From the Crikey grapevine, the latest tips and rumours …

Have you stopped beating your wife? It was a rather bizarre day in Victorian parliament yesterday after a sacked Liberal advisor made claims there was a USB-powered pornography ring — involving Liberal staffers and at least one minister — operating out of the office of the (former) Victorian Premier.

With fodder such as this in the lead-up to a state election, well, the state Labor party made the best of it they could. Ms Tips has spent a mirthful morning counting how many times Labor MPs could get the term “pornographic ring” into their speeches during questions without notice. Meanwhile, not a single Liberal member used the term once! Premier Denis Napthine preferred the term “material” instead.

The Labor party’s main spokesman on this has been deputy leader James Merlino, who waded into the grubbiness while leader Daniel Andrews stayed above it all (Andrews’ only question in parliament yesterday was about hospital waiting times). Thankfully Merlino did a fine job, getting nine mentions of the phrase “pornographic ring” or “animal pornography” into his three questions yesterday. He also hit the airwaves — during a three-minute interview with Neil Mitchell on 3AW he mentioned the phrase a further seven times. Even when asked whether he was sure there weren’t any Labor party members involved, he responded with the stock-standard “we’re talking about an organised pornographic ring in the premier’s office”. Well it’s good to know anyone tuning in halfway wouldn’t have missed anything.

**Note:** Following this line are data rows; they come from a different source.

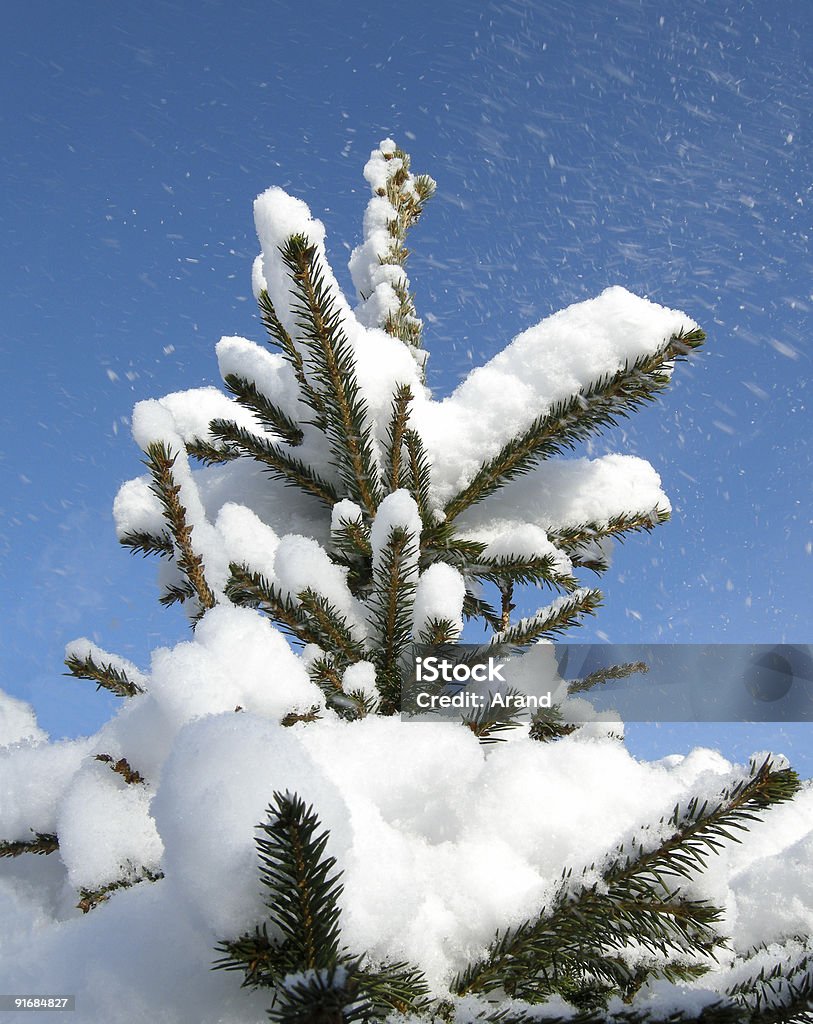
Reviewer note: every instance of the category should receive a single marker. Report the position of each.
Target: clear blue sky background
(661, 145)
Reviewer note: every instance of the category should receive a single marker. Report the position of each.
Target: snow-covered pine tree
(403, 868)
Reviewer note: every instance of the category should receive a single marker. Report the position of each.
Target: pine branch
(260, 960)
(140, 542)
(210, 455)
(548, 724)
(254, 591)
(328, 677)
(407, 195)
(418, 473)
(601, 676)
(303, 890)
(332, 995)
(283, 340)
(570, 538)
(438, 631)
(122, 767)
(330, 627)
(439, 543)
(395, 431)
(634, 902)
(782, 993)
(550, 622)
(293, 717)
(600, 404)
(487, 723)
(105, 676)
(270, 416)
(292, 471)
(352, 538)
(478, 607)
(522, 570)
(177, 593)
(160, 461)
(90, 898)
(391, 606)
(722, 1012)
(43, 843)
(333, 366)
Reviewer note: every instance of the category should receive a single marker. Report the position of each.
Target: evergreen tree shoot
(258, 806)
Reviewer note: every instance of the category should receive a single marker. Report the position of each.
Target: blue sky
(665, 146)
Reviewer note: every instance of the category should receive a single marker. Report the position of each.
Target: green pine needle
(104, 675)
(558, 430)
(331, 365)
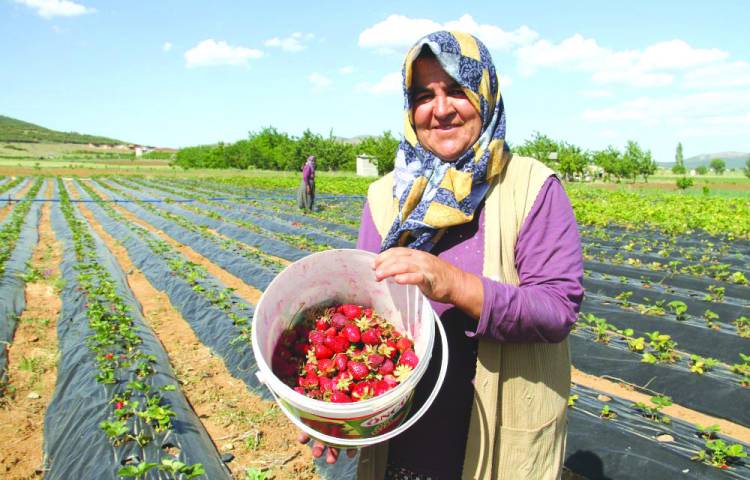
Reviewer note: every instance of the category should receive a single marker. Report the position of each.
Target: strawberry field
(145, 369)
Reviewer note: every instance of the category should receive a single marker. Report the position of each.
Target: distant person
(490, 238)
(306, 191)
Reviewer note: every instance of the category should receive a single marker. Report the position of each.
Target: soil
(32, 364)
(628, 392)
(238, 422)
(7, 207)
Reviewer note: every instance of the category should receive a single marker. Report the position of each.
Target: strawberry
(316, 337)
(340, 397)
(387, 367)
(351, 311)
(321, 351)
(352, 332)
(321, 324)
(409, 358)
(362, 391)
(358, 370)
(340, 360)
(371, 336)
(338, 320)
(326, 366)
(403, 344)
(374, 360)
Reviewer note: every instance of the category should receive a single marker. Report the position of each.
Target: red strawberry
(351, 311)
(321, 324)
(338, 320)
(340, 397)
(352, 332)
(381, 386)
(358, 370)
(371, 336)
(362, 391)
(340, 360)
(387, 367)
(316, 337)
(326, 366)
(321, 351)
(326, 384)
(374, 360)
(403, 344)
(409, 358)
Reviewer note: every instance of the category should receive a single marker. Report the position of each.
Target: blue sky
(177, 73)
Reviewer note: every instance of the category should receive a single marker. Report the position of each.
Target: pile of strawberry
(344, 353)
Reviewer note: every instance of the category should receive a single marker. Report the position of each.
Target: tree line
(270, 149)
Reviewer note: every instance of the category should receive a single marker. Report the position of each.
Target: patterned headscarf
(433, 194)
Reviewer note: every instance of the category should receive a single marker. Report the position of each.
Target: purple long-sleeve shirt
(542, 308)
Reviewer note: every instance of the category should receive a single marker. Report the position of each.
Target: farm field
(125, 305)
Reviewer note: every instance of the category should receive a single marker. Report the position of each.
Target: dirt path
(32, 363)
(238, 421)
(7, 207)
(243, 290)
(627, 392)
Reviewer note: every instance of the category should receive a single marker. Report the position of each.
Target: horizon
(174, 75)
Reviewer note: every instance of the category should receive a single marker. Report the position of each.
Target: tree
(608, 160)
(718, 166)
(382, 149)
(679, 162)
(646, 165)
(571, 160)
(539, 146)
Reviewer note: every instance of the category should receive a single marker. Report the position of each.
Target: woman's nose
(443, 106)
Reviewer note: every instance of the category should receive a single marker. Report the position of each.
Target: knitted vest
(518, 422)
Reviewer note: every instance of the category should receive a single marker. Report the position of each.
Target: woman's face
(445, 120)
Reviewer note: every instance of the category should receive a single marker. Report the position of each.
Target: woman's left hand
(436, 278)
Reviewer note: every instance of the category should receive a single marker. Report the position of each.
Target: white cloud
(595, 93)
(657, 65)
(397, 33)
(390, 83)
(728, 74)
(212, 53)
(698, 112)
(293, 43)
(319, 81)
(56, 8)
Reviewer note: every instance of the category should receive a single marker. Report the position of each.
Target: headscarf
(432, 194)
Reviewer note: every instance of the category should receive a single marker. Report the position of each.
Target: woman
(306, 190)
(491, 239)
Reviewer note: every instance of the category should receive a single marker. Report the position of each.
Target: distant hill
(13, 130)
(732, 159)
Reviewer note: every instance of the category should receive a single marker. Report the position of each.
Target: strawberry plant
(344, 353)
(701, 365)
(654, 412)
(718, 453)
(678, 308)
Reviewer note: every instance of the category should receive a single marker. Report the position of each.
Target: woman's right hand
(332, 454)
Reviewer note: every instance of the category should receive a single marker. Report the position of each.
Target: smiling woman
(490, 238)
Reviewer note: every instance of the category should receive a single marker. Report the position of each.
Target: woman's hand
(437, 279)
(332, 455)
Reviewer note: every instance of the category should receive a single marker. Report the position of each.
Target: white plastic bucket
(346, 276)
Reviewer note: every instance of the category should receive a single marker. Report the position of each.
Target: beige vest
(518, 422)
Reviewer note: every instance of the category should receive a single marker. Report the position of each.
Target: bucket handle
(365, 442)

Mind you, Mitchell did his best to pull Merlino off-script, asking the 42-year-old MP whether he’d ever watched a “pornographic film” himself. “I’ve got 3 young kids, I’m a pretty conservative guy,” Merlino answered. “The answer is no.”

Pollie watch. Yesterday we had a tip on a pollie backgrounding a journo in an airport, and today we received this from a Melbourne-based tipster:

“Last Saturday I was walking by the cemetery in Ferntree Gully, near a roundabout where the cars need to almost come to a stop is a large sign for Ferntree Gully MP Nick Wakeling. I walk past it a lot and have noticed it keeps getting covered in stickers supporting the ambulance guys. Anyway, this time I noticed the stickers were being scraped off by none other that Nick himself. A trady’s ute slowed down to come around the corner and yelled at him ‘If only you looked after TAFE as well as that sign’ Poor Nick looked a bit shell shocked and went quickly back to repairing his image.”

It almost seems too good to be true …

HSU elections. The New South Wales branch of the Health Services Union announced yesterday that Gerard Hayes scored almost 90% of members’ votes in this year’s election to become secretary of the scandal-plagued union. But as in all elections, of course, someone isn’t happy, as it seems it was a lot easier to vote for the incumbent than it was his opposition.

“The incumbents only require a simple x in a box above the line but to vote for the opposition you are expected to tick over 50 boxes,” our tipster said. He plans to lodge a complaint with the electoral office and says he’s complained to the ACTU. “A new free and fair election needs to be called and for the members given a true chance to reform corruption in this union.”

We put the claims about the ballot papers to the HSU and they provided a copy of the ballot paper for Crikey readers to make up their own minds. Here’s an excerpt of the contentious bit:

Supervising the spies. The office of the Inspector-General of Intelligence and Security is looking for up to five investigation and review officers, and the job ad makes for interesting reading — there are 12 people already employed in the department, and duties include:

“Conducting inspections of the operational activities of the Australian intelligence and security agencies. Inspections are largely focused on the use of intrusive powers. This includes ASIO search warrants and telecommunications interception powers. Inspection activities seek to provide assurance that agencies comply with the relevant legislative and policy frameworks and to identify issues before there is a need for major remedial action.”

It doesn’t list what qualifications are required. Maybe Ms Tips will apply …

Ebola photo op. Health Minister Peter Dutton, who’s been looking somewhat besieged as he defends the government’s lack of interest in trying to stop Ebola in Africa, appeared at Brisbane Hospital yesterday to show how prepared Australia is for a possible Ebola outbreak. Except, we’re not prepared at all, as News.com.au’s Sue Dunlevy reported today. Crikey understands that the Dutton appearance was organised at the last minute and sprung suddenly on both the hospital and media outlets — which might explain why, as one tipster noted, the gear displayed is demonstrably inadequate for Ebola, given the substantial areas of skin exposed:

The suit pictured is what was previously considered adequate by the Centers for Disease Control in the US, but has recently been updated since nurses became infected there:

Well done — to everyone? Liberal Senator Simon Birmingham sent this email to his parliamentary colleagues yesterday, informing them that an amendment to the Meteorology Act had been passed into law — not particularly unusual. What our tipster did find amusing was the “reply all” that was sent by environment minister Greg Hunt, a simple “well done”. Our tipster is not from Hunt’s side of politics and says, “Not sure we’ve done anything that would have him congratulating us!”